When Caroline Shaw, at age 30, won the Pulitzer Prize for music in 2013 she told NPR that she considered herself a musician first. Composing, she seemed to imply, was just something she did.
Modesty, it turns out, will get you everywhere. Shaw has proven herself a compelling composer, violinist and vocalist, performing her own pieces, such as the beautiful violin concerto titled Lo, or contributing vocal tracks to Kanye West songs or even stepping into the Amazon television series Mozart in the Jungle for a cameo as herself.

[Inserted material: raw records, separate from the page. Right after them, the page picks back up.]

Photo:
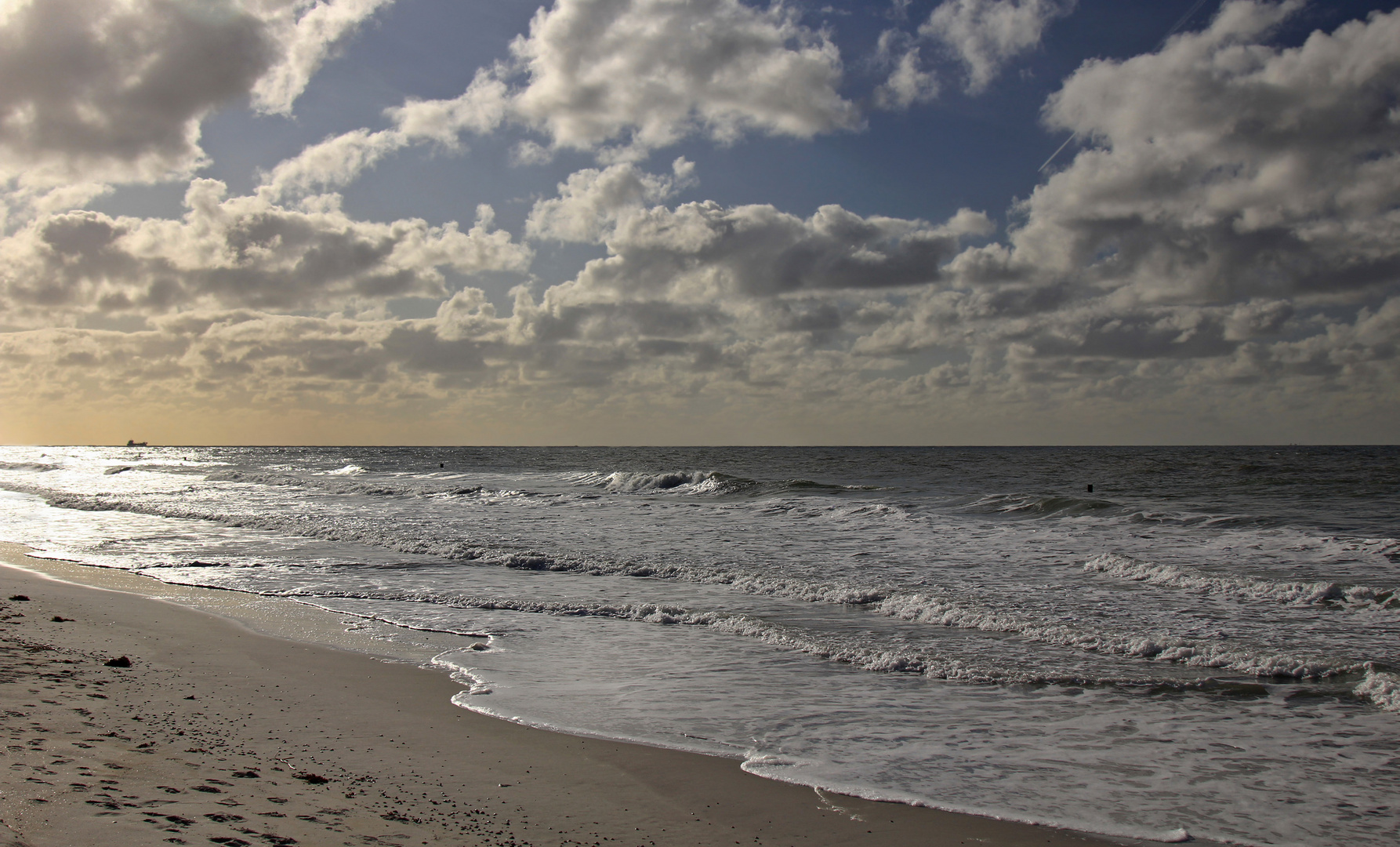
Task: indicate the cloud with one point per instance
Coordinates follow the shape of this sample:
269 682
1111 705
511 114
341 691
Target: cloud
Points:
115 90
593 202
306 31
339 160
647 73
1220 169
908 83
618 78
235 253
988 34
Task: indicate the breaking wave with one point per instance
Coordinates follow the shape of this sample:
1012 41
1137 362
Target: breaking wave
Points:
1250 588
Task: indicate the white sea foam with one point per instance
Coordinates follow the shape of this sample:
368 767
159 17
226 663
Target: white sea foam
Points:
346 471
629 482
1382 689
1252 588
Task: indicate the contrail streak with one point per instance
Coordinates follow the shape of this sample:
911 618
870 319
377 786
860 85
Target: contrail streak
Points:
1159 45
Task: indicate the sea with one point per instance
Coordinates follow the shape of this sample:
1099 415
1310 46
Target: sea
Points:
1148 643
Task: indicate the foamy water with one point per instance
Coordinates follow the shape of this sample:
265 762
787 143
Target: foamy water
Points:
1207 645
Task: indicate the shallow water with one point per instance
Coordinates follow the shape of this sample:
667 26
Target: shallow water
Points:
1207 642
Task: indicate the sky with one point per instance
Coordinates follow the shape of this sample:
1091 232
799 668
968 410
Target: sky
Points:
699 221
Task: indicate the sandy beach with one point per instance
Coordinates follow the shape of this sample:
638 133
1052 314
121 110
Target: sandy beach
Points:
216 734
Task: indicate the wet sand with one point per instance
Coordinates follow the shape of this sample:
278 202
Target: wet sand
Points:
217 734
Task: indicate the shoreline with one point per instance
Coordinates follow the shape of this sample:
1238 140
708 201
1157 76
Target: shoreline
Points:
215 731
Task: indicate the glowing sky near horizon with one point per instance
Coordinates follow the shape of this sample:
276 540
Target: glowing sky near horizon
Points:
699 221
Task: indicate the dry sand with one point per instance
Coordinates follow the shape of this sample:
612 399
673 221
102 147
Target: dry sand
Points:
216 734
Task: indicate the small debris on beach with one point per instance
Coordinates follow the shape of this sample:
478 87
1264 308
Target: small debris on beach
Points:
310 777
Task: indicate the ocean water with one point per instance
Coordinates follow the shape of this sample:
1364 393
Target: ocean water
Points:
1207 645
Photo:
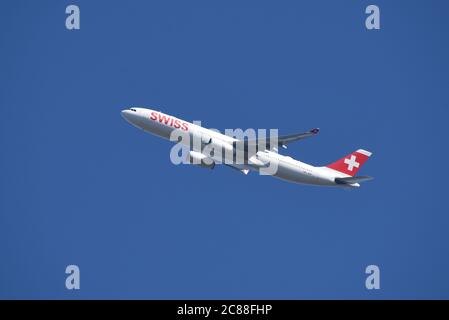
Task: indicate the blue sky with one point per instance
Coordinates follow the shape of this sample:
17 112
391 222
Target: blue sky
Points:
78 185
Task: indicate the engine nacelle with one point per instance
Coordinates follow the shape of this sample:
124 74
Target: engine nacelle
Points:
201 160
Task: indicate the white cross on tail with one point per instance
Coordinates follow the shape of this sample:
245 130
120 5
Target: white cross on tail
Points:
352 163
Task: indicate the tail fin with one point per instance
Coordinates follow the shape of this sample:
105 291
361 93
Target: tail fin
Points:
351 163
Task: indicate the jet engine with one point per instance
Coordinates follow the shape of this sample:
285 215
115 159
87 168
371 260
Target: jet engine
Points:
201 160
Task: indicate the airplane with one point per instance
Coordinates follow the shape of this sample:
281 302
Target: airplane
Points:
341 173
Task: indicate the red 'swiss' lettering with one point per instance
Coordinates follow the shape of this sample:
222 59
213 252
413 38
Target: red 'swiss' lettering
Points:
164 118
172 122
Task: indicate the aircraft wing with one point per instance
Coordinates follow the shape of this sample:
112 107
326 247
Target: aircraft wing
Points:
283 140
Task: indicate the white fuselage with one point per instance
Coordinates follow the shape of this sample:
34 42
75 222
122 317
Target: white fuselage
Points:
287 168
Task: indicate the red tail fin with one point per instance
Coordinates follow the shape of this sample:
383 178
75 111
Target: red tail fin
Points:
351 163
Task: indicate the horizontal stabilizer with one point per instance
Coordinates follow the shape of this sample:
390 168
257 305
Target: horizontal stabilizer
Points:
351 180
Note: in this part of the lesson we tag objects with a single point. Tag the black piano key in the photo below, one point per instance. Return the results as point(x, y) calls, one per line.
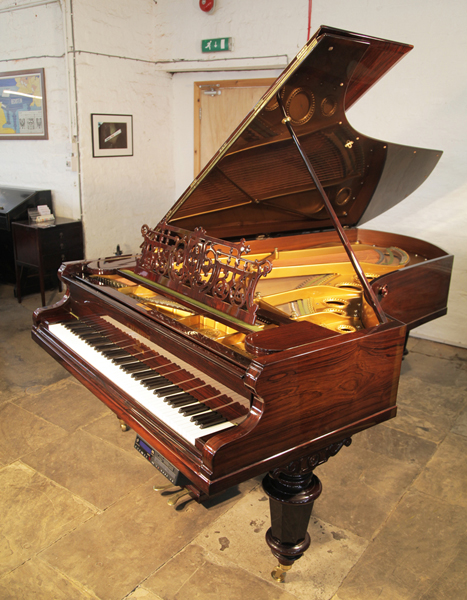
point(125, 360)
point(180, 400)
point(109, 349)
point(150, 380)
point(167, 391)
point(144, 376)
point(157, 382)
point(112, 352)
point(76, 325)
point(134, 367)
point(194, 409)
point(103, 344)
point(208, 420)
point(92, 335)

It's Shaw the singer and composer who shines in this video, directed by Lew Baldwin with an austere, Richard Avedon-like aesthetic. It documents the first performance of Shaw performing her own song "And So," part of a three-song trilogy she wrote for mezzo-soprano Anne Sofie von Otter and the Philharmonia Baroque Orchestra.

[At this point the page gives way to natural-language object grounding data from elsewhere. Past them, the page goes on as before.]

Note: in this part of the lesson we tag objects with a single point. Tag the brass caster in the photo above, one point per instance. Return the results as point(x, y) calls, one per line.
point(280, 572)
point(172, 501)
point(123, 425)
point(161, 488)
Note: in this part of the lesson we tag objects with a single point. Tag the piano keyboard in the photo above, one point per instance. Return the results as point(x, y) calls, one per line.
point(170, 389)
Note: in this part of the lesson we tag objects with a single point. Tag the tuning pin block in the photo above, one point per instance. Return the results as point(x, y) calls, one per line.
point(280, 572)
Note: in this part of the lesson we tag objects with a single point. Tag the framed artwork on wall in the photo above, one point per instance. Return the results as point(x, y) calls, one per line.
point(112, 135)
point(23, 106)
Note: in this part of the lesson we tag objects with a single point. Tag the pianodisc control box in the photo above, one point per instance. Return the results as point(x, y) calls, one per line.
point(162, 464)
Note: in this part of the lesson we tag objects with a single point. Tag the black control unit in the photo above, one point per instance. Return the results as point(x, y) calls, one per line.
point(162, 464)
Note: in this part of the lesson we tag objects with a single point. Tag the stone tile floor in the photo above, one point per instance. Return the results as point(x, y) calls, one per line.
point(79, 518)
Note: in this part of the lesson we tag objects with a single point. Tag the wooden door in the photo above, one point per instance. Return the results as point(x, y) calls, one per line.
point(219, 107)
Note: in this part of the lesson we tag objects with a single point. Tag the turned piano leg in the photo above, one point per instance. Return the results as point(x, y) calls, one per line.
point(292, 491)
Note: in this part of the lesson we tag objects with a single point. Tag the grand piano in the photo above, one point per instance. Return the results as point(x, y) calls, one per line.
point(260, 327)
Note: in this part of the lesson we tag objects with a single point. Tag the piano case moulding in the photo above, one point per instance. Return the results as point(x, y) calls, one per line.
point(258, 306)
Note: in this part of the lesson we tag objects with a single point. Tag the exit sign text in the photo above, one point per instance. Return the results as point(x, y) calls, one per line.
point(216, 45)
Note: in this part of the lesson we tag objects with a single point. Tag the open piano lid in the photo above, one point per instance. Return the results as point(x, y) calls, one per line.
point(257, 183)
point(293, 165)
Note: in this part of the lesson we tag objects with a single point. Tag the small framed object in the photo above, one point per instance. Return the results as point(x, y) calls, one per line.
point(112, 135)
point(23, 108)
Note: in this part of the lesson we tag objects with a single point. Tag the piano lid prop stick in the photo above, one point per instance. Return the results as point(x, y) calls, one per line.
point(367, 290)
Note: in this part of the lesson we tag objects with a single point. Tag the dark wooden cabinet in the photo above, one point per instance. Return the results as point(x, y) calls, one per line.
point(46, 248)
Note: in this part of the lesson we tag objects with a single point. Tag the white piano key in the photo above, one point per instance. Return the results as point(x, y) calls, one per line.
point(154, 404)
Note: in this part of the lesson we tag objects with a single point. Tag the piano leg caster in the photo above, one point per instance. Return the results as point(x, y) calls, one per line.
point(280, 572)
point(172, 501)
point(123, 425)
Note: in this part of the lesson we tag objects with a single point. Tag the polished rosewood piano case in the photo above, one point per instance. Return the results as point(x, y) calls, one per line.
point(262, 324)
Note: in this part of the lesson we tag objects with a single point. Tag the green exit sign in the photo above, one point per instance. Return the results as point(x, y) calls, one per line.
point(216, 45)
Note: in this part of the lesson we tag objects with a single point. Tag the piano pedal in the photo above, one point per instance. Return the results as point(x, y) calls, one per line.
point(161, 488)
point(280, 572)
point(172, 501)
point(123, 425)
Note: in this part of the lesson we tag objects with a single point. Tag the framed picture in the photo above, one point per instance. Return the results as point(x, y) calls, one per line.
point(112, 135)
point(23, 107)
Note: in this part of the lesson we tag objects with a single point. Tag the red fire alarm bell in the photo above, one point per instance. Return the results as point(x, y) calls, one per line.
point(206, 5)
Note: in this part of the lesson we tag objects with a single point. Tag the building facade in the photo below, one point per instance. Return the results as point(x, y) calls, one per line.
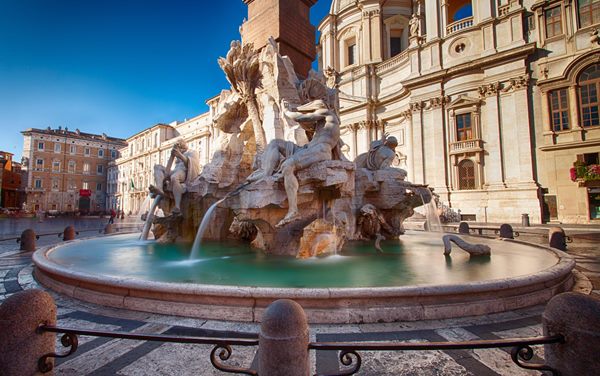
point(492, 102)
point(11, 195)
point(67, 170)
point(130, 175)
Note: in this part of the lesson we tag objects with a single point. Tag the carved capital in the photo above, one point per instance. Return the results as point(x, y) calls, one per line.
point(437, 102)
point(416, 106)
point(521, 82)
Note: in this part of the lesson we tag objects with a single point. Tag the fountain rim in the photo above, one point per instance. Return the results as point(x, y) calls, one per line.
point(565, 263)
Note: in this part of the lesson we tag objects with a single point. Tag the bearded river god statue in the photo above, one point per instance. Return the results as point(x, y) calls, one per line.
point(296, 190)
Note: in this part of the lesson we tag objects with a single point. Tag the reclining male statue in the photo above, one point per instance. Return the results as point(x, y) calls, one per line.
point(316, 118)
point(186, 169)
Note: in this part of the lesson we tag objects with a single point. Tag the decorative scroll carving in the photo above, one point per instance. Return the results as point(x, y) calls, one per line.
point(521, 82)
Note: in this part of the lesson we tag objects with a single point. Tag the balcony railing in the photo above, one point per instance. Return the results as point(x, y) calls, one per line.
point(459, 25)
point(466, 146)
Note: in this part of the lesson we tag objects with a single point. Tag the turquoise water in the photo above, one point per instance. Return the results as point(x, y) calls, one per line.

In a reduced, but radiant, arrangement, Shaw is backed by the Attacca Quartet, which plays without vibrato and finds vast coloration in the composer's evocative approach to pizzicato – marking moments like the ticking of interlocking clocks. Shaw's voice, at turns ferocious and tender, emits a purity of purpose.
The lyrics, Shaw says, are a combination of her own, interwoven with those of Gertrude Stein, Robert Burns and Billy Joel. Odd bedfellows they may be, but the admixture, rich in wide open, accentuated vowels, sparkles with a kind of metaphysical whimsy. Love and the lives of lovers are defined, literally, in poetic terms. One verse reads:
Would scansion cease
to mark the beats
if I went away?
Would a syllable interrupt the feet of tetrametric iambs when I am gone?
Listen and I will sing a tune of love and life and of the ocean's prose and the poetry of a red, red rose
that's nearly sprung in June
And so it goes for Caroline Shaw. The modest North Carolinian, since her Pulitzer win, continues to create arresting music.
Caroline Shaw and the Attacca Quartet perform at Lincoln Center's White Light Festival, Nov. 14.